One point of contention was the Atomic Bomb Casualty Commission, established by the Americans in 1946 to research the effects of the bomb on survivors — but not to treat them. “We felt that they must treat survivors. We hated them.” The Americans also censored the Japanese press. “Generally you couldn’t write about the bomb, though some people tried to. The Americans wanted to make another atomic bomb, a hydrogen bomb. So they needed to keep the information secret about survivors and the atomic bomb’s destructive effects.”

Over time, Hiromu came to feel that research into the bomb’s effects could be useful, and that the most important thing was to prevent war in future. “I felt that so many people had been killed and so much destroyed and burnt, everything had come to an end. I believed that maybe all people in the world will not fight again.”
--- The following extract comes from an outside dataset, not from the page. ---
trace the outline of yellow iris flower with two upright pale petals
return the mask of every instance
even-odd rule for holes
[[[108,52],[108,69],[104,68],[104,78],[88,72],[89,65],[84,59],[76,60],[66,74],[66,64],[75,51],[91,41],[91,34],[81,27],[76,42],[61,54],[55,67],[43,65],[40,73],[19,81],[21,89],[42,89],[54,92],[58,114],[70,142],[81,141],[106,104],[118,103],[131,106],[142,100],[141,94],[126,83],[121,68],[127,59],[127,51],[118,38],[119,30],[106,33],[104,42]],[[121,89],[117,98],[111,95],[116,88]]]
Yet only five years after the bombing, the US and Soviet Union began a proxy war in Korea. “When the Korean War happened, there were many tanks and bombs brought here to Japan for the war. Every day you saw them on the railroads. We felt very near to Korea. We were students, we organized protest meetings against it.”

Hiromu became a teacher of the traditional Japanese art of calligraphy, a trade unionist and an anti-war campaigner.

We thought — we were teachers, we must teach the next generation of young people the facts about the atomic bomb. I’ve been to many countries — as a survivor, part of the peace movement, or with other members of the trade unions. I’ve been invited to India and China with the teachers union to talk about my experiences. Now China, Pakistan, and India have nuclear weapons, and Iraq and North Korea want to have them. But the Americans have the most nuclear weapons: they should abandon them first. I will protest against nuclear weapons until I die.

You have only to raise the demand that America give up its atom bombs to see how far platitudes about democracy and justice are from the reality of American military power. That reality, in 1945, meant terrible injuries for a fourteen-year-old Japanese boy and many more like him. Our rulers, with America at their head, will continue to maintain themselves in power by torturing and killing children, unless and until we stop them.